I’ve long been a fan of the Mass Effect trilogy, so when BioWare released the Mass Effect Legendary Edition reboot, I was overjoyed. I’m looking forwards to replaying the games, particularly now that the development team has revealed some of the major changes coming with the reboot.
On Wednesday, BioWare took a moment to tell Mass Effect fans what changes they could expect to see in the upcoming remake of the trilogy, Mass Effect Legendary Edition. In a lengthy blog post, the studio goes over many gameplay enhancements for all three entries. As can be expected, the first in the series got the most attention because it was much different from what we saw in ME2 and ME3.

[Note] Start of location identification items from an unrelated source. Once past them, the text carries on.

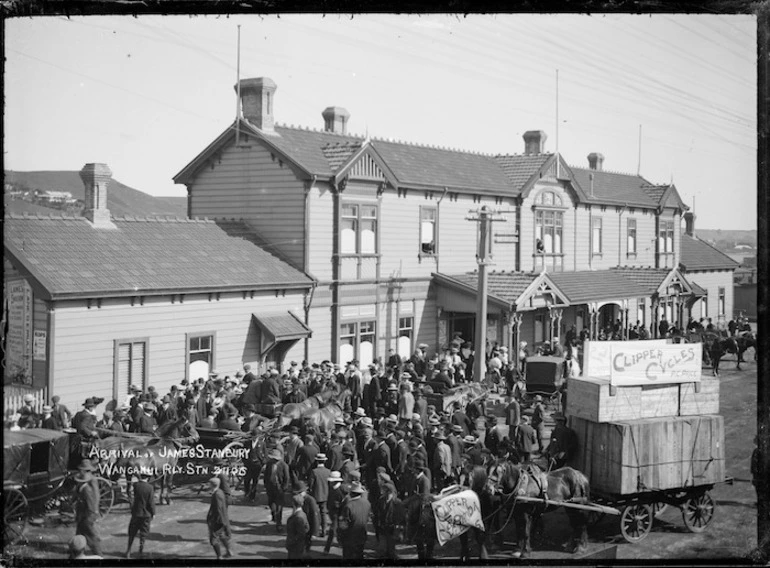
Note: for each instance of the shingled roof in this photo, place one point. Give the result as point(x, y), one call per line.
point(142, 256)
point(612, 187)
point(698, 255)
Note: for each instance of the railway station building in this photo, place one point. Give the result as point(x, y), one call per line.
point(97, 303)
point(381, 226)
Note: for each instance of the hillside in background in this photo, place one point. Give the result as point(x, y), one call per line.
point(121, 199)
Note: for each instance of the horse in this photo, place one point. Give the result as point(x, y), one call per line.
point(157, 455)
point(528, 480)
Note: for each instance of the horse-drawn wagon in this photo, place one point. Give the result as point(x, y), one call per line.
point(38, 480)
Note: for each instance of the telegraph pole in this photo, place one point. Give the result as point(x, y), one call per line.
point(484, 217)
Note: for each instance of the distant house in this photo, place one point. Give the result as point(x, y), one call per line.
point(97, 303)
point(710, 269)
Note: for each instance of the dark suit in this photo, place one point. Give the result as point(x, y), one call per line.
point(142, 512)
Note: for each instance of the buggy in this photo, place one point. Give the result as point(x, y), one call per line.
point(38, 480)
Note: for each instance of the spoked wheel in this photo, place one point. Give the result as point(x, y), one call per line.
point(106, 496)
point(698, 512)
point(233, 462)
point(636, 522)
point(15, 515)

The fighting in the first Mass Effect has been greatly improved. In the original title, fighting was much more “dice roll and pen-and-paper” RPG-like, according to BioWare. This battle randomness sometimes left the player perplexed as to why they missed a perfectly fired shot. For a more streamlined experience, the team decided to align battle with ME2 and ME3. BioWare reported multiple battle changes made to ME1, some of which are as follows:
- Weapon accuracy and handling has been significantly improved
- All relevant enemies now take headshot damage in the first game
- Ammo mods (Anti-Organic, Anti-Synthetic, etc.) can now drop throughout the whole game
- All weapons can be used by any class without penalty
- Weapons cool down much faster
- Squadmates can now be commanded independently of each other in the first Mass Effect, the same way you can command them individually in Mass Effect 2 and 3
Another big area for improvement was with the M-35 Mako. The planetary vehicle in the first game was very “floaty,” so the devs tuned the physics to make it feel more weighty and controllable. Its shields now charge faster, and the team added rear thrusters for a speed boost. The jump jets are still there, and each set of boosters has its own recharge time so that you can use them independently or together. They also removed the XP penalty while in the Mako.
BioWare did not ignore the other two games, of course. All three have an improved cover system and rebalanced ammo spawning in ME2 (more frequent drops). All the weapon and armor DLC packs are included in the Legendary Edition, but the team has integrated them into the game. Rather than making the packages available as soon as players start, they will be obtainable through missions and shops.
The character builder was redesigned to be a single framework for all three games by the team. In addition to being visually beautiful, the models will now be consistent through sports. If you want to give your character a unique appearance, the editor has a plethora of options. Presets are still open, and the ME3 default Femshep is now the default for the other two games. The original ME1 Femshep preset is still available.
ME3 hasn’t seen much attention aside from the addition of 4K textures and bug fixes. However, the team felt the Galaxy at War needed to be rebalanced. Essentially, the difficulty of Reaper War can be determined by how much material the player completes. Those who play all three games would have an easier time and a better result than those who just play from the beginning of ME3.
“Playing the first two games and carrying over your progress is the most reliable way to get good results in the final hours of the Reaper War. For comparison, if you previously played ME3 with the Extended Cut (which included Galactic Readiness rebalancing), fully preparing for the final fight will be more difficult to achieve in the Legendary Edition. And on that note: the Extended Cut ending is now the game’s default finale.”
BioWare promised to take us on a deep dive into the visual updates in the coming weeks. Meanwhile, the developers invite you to try out IGN’s sneak peek at the title. It seems to be amazing.
Mass Effect Legendary Edition will be released on May 13 for PlayStation 4, May 14 for Xbox One, and May 15 for PC (via Steam or Origin).